Si, dans le cas d’une appellation d’origine d’un vin, l’autorité administrative décide, en application des dispositions de l’article R. 641-16 du code rural et de la pêche maritime prévoyant la possibilité de définir une zone affectée à l’une des phases de la production, de délimiter au sein de l’aire géographique de production une aire comprenant les seules parcelles de vignes aptes à produire le raisin exclusivement utilisé pour l’élaboration du vin objet de l’appellation, elle est en droit, en procédant à cette délimitation, d’exclure de celle-ci toute parcelle comprise dans l’aire géographique ne satisfaisant pas aux exigences découlant des seuls facteurs naturels retenus pour la délimitation de l’aire géographique.
En l’espèce, l’EURL Bedu Michel, qui conteste la délimitation de l’AOC « Sancerre » et excipe sur ce point de l’illégalité du décret du 25 août 2011 relatif à l’appellation d’origine contrôlée « Sancerre », produit une étude géologique des sols destinée à établir que la fertilité des parcelles « côte de Valliens 0.36 » et « côte des Valliens 0.1 » sont identiques ainsi qu’une étude œnologique destinée à établir que les paramètres analytiques des vins issus de la parcelle ZB n° 319 sont identiques à celles des vins issus de l’aire parcellaire définie par le cahier des charges. Elle précise également que, du fait de sa situation, la pente des rangs de la vigne est de 20 % et que l’exposition des parcelles est Nord-Nord Ouest. Cependant, l’étude œnologique ne présente, d’une part, aucun caractère scientifique, ni n’est dotée d’une quelconque valeur probante. L’étude géologique ne comporte, d’autre part, aucune indication suffisante sur le grand type de sol apparenté de la parcelle cadastrée section ZB n° 319, la hauteur d’implantation du vignoble, la pluviométrie. Dans ces conditions, ces deux seuls éléments ne permettent d’établir que le refus d’inclure l’entièreté de parcelle litigieuse dans l’appellation « Sancerre » serait entaché d’une erreur d’appréciation. Ce moyen doit par suite être écarté.
En cinquième et dernier lieu, la circonstance qu’une autorisation de plantation nouvelles de vignes AOC a été accordée le directeur départemental de l’agriculture et de la forêt (DDAF) le 14 avril 1987 pour une superficie de 47,53 ares sur la parcelle cadastrée section BD n° 314 sise à Sury-en-Vaux est par elle-même sans incidence dans le présent litige. Ce moyen doit par suite aussi être écarté.
Il résulte de tout ce qui précède que l’EURL Bedu Michel n’est pas fondée à demander l’annulation de la décision de l’INAO en date du 5 octobre 2022. Ses conclusions à fin d’annulation ainsi que par voie de conséquence celles à fin d’injonction doivent être rejetées.
Sur les frais de l’instance :
Les dispositions de l’article L. 761-1 font obstacle à ce que soit mise à la charge de l’INAO, qui n’est pas la partie perdante dans la présente instance, la somme que demande l’EURL Bedu Michel au titre des frais exposés par elle et non compris dans les dépens. Il n’y a pas lieu, dans les circonstances de l’espèce, de mettre à la charge de la requérante la somme que demande l’INAO sur le fondement de ces dispositions.
D E C I D E :
Article 1er : La requête de l’EURL Bedu Michel est rejetée.

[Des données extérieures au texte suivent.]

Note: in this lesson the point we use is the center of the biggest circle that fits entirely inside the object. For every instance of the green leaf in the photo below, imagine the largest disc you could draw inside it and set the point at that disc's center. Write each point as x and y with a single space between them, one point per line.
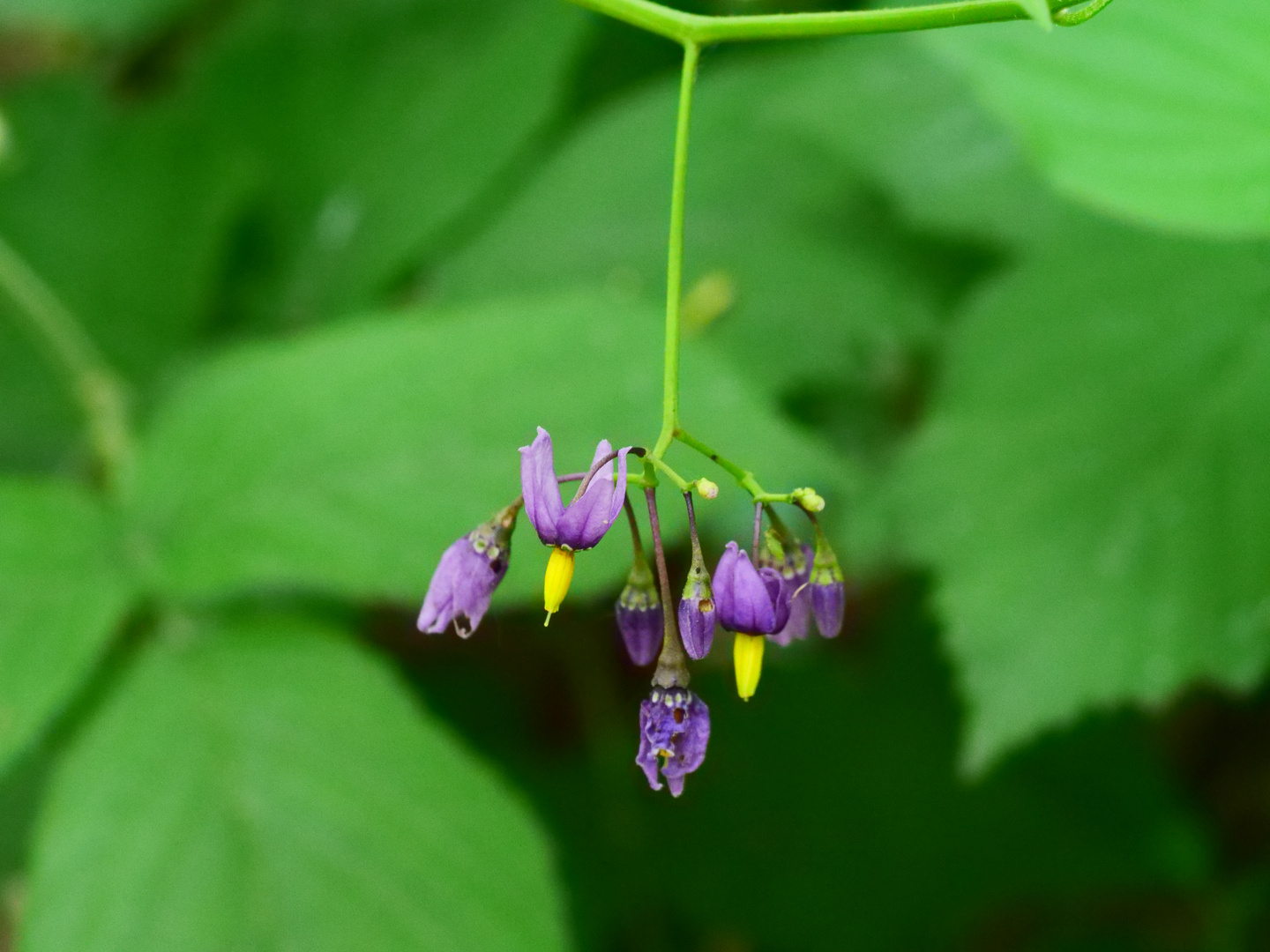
115 19
123 211
1091 484
348 460
825 282
272 787
1154 111
61 597
372 130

Article 2 : Les conclusions présentées par l’INAO sur le fondement des dispositions de l’article L. 761-1 du code de justice administrative sont rejetées.

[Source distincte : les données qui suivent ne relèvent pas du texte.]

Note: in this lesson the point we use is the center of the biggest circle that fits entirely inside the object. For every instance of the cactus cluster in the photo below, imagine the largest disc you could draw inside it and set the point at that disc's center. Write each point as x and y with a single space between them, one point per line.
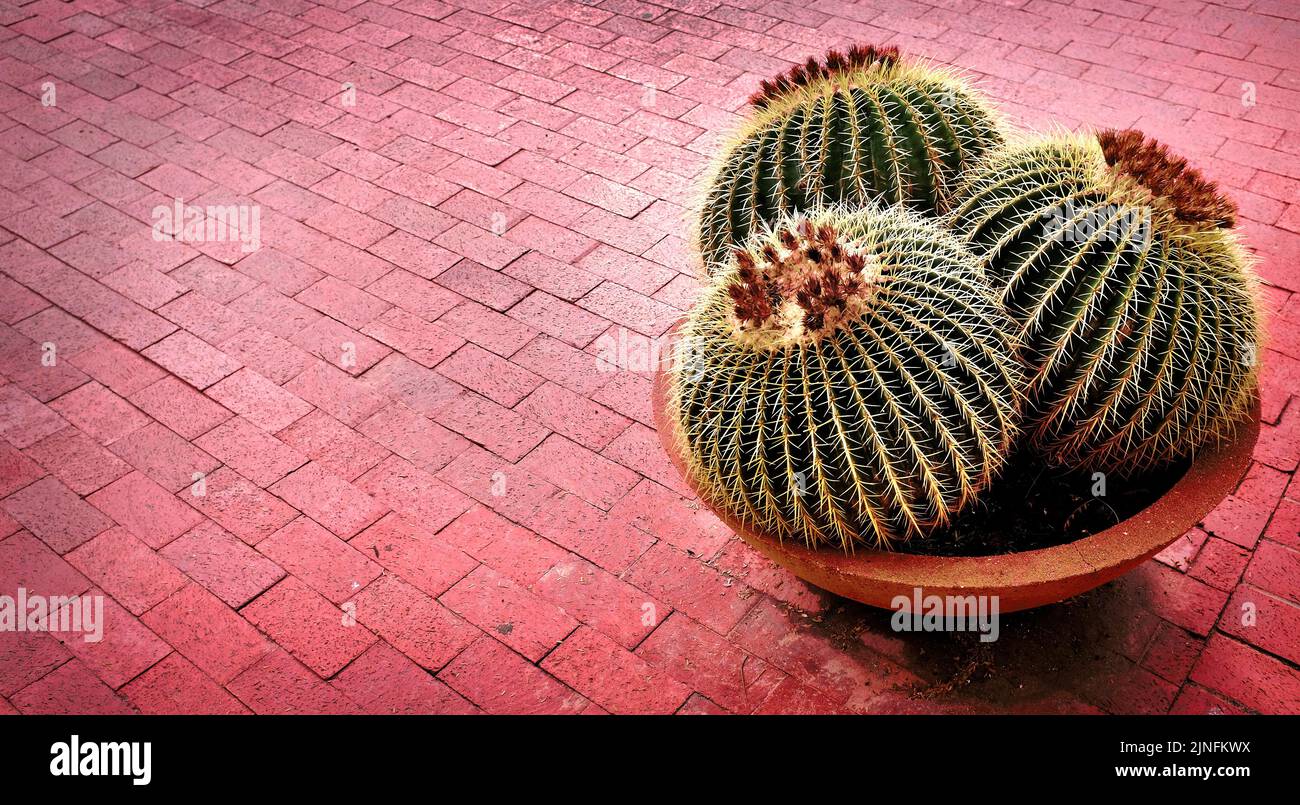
898 299
846 380
1131 295
853 129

Article 3 : Le présent jugement sera notifié à l’EURL Bedu Michel et à l’institut national de l’origine et de la qualité.
Délibéré après l’audience du 17 septembre 2025, à laquelle siégeaient :
M. Samuel Deliancourt, président,
M. Jean-Luc Jaosidy, premier conseiller,
Mme Aurore Bardet, conseillère.
Rendu public par mise à disposition au greffe le 8 octobre 2025.
Le rapporteur,
Jean-Luc A…
Le président,
Samuel DELIANCOURT
La greffière,
Barbara DELENNE
La République mande et ordonne au ministre de l’agriculture et de la souveraineté alimentaire en ce qui le concerne ou à tous commissaires de justice à ce requis en ce qui concerne les voies de droit commun contre les parties privées, de pourvoir à l’exécution de la présente décision.